Stuttgart - Der Pass kam nicht mal übermäßig hart, aber dafür präzise, von Cacau zu Tamas Hajnal – und gleich wieder zurück. Gut, dass der deutsche Nationalspieler blitzschnell geschaltet hatte und in die Tiefe gestartet war. Gut auch, dass der Ungar seinen Laufweg erahnte und ihm den Ball genau vor die Füße spielte. Noch besser, dass Cacau die Lücke ins Tor erspähte und eiskalt vollendete. Es war der 1:0-Siegtreffer, und die Kombination der Einzelaktionen ergab einen Effekt, der für die Zuschauer gemeinhin den Zauber des Spiels ausmacht: Sie staunten, sie schnalzten mit der Zunge, sie waren verblüfft, begeistert – und überrascht. Denn da war das Spiel bereits 78 Minuten alt. Und so tumb, wie sich der VfB vor allem in der ersten Halbzeit angestellt hatte, erwartete keiner der 52.000 auf den Rängen noch irgendeine Szene mit einem Hauch von Inspiration.

Nicht, dass sich lauter kleine Messis in den Nürnberger Trikots versteckt hätten. Der Club tat einfach das, was ein Verein in seiner Lage dicht vor dem Abgrund zur zweiten Liga zu tun hat: Er erwehrte sich seiner Haut, rannte, kämpfte und kombinierte, er hatte Mumm und die bessere Spielanlage. Damit war er dem VfB weit voraus, der sich wie üblich schwertat, den Ball geordnet Richtung gegnerisches Tor zu bringen.

Umso mehr überraschte die Analyse, mit der Bruno Labbadia nach dem Schlusspfiff aufwartete. „Ich bin total stolz auf meine Mannschaft“, sagte der Trainer, „wir haben gegen einen bärenstarken Gegner gespielt. Nürnberg ist eine Riesenmannschaft.“ Pikiert von den Pfiffen von den Rängen fügte er hinzu: „Wir müssen von dieser Arroganz mal wegkommen. Der Gegner spielt schließlich auch mit. Nicht wir waren schwach, sondern der Club einfach klasse.“

Bruno Labbadia verweist auf die Zwänge

Das mag der eine oder andere Fan als überzogen bewerten, doch wie schwer sich Labbadia und die anderen Strategen vom Cannstatter Wasen damit tun, die (Stimmungs-)Lage maßvoll einzuschätzen, verdeutlicht folgendes Beispiel aus der Kategorie Sprüche und Widersprüche: „Wir können auch die Tabelle lesen.“ Dann hätte er lesen können, dass das Tableau die Nürnberger als graue Maus ausweist, die aufpassen muss, nicht richtig in den Abstiegsstrudel zu geraten. Und den VfB als Mannschaft der gehobenen Mittelklasse, die drauf und dran ist, einen Platz in Europa zurückzuerobern.

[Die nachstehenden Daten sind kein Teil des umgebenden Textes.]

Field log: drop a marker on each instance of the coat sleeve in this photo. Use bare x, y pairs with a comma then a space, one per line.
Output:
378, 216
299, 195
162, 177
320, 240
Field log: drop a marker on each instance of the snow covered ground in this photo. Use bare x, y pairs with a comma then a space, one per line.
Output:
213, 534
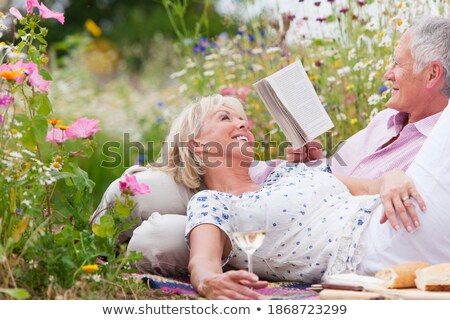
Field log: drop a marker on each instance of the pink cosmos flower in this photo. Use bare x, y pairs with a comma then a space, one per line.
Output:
46, 13
6, 99
229, 91
56, 135
131, 186
31, 4
82, 128
15, 13
243, 92
31, 70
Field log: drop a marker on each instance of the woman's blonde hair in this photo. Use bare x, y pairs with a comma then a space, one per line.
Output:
176, 156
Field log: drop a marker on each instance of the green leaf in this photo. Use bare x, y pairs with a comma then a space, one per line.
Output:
44, 73
121, 209
39, 127
105, 228
16, 293
41, 39
40, 102
83, 177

Trotzdem schien sie in der ersten Halbzeit von allen guten Geistern verlassen. So sehr, dass sich der Zuschauer mit Grausen abwendet und sich dann doch fragt, warum im täglichen Training nicht mehr hängenbleibt. Oder wer mag ernsthaft von der zahlenden Kundschaft verlangen, dass sie sich damit zufriedengibt, dass Spieler von der Güte eines Zdravko Kuzmanovic auf eine Fehlpassquote von 78 Prozent kommen, nach dem Abspiel nicht nachrücken und so den Kombinationsfluss unterbrechen? Dass Tamas Hajnal im Mittelfeld und Cacau im Sturm viel zu häufig querlaufen und -spielen? Dass sich die Außen immer wieder nach hinten drängen lassen und so das Offensivspiel zum Erliegen kommt? Oder dass die Mannschaft auf das kompakte Verschieben einfach verzichtet?

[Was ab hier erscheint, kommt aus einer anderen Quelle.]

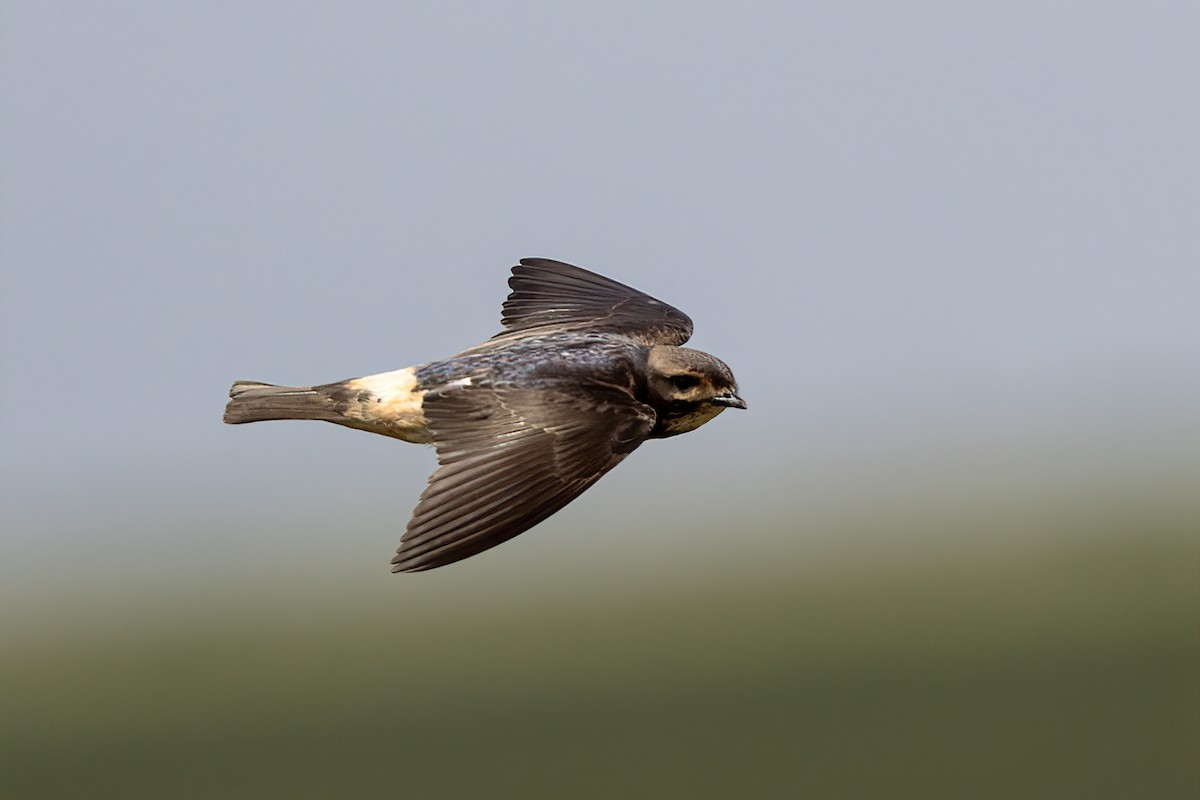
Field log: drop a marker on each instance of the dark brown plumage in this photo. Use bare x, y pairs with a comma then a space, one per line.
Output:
585, 372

Auch steht nirgendwo geschrieben, dass ein Arthur Boka, der als linker Verteidiger selten Land sah, 90 Minuten durchspielen muss. Oder dass Cacau im Sturmzentrum und Julian Schieber im linken Mittelfeld erst zur Pause ihre Positionen wechseln, was prompt zu einer Belebung des Spiels beitrug. Da hätte ein Trainer, der ein bisschen wagemutiger ist als Bruno Labbadia, früher eingegriffen. Stattdessen antwortete er genervt auf Nachfragen: „Ich habe nicht das Gefühl, dass ich Chinesisch spreche. Wir können die Partien nicht immer nur über Schönspielen gewinnen.“ Aber vielleicht immer öfter? Oder wenigstens ein bisschen öfter?

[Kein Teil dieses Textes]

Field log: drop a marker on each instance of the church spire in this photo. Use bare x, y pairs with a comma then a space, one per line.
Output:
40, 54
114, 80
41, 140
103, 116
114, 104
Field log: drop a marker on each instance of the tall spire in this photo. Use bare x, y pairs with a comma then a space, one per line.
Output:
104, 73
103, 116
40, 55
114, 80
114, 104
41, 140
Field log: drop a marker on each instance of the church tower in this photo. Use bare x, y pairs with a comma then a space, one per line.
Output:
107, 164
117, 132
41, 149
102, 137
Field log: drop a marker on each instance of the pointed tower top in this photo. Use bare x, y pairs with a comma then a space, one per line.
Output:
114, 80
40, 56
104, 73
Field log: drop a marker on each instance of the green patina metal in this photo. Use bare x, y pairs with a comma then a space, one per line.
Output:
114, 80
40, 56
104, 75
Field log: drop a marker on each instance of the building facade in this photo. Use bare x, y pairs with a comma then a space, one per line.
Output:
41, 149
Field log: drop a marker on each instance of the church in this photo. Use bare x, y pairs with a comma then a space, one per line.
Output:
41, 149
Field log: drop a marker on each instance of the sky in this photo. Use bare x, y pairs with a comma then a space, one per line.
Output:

Nichts wünschen sich die Fans sehnlicher, als dass der VfB ein wenig spielerische Linie in sein Spiel bringt. Siege sind schön und gut, und die jüngste Serie hin zu den Europa-Plätzen macht Laune. Aber heiligt der Zweck alle Mittel? Für die Fans nicht, für die VfB-Strategen offenbar schon. Bruno Labbadia verweist auf die Zwänge. Vor dieser Saison musste Manager Fredi Bobic die Personalkosten deutlich senken, der finanzielle Spielraum ist enger geworden. Doch auch wenn in Serdar Tasci, Vedad Ibisevic, Shinji Okazaki und Khalid Boulahrouz vier Kräfte fehlten, die der Truppe guttun, steht noch immer eine Mannschaft auf dem Rasen, die sich vor vielen anderen Gegnern nicht verstecken muss. Zu ihnen gehört auch Nürnberg.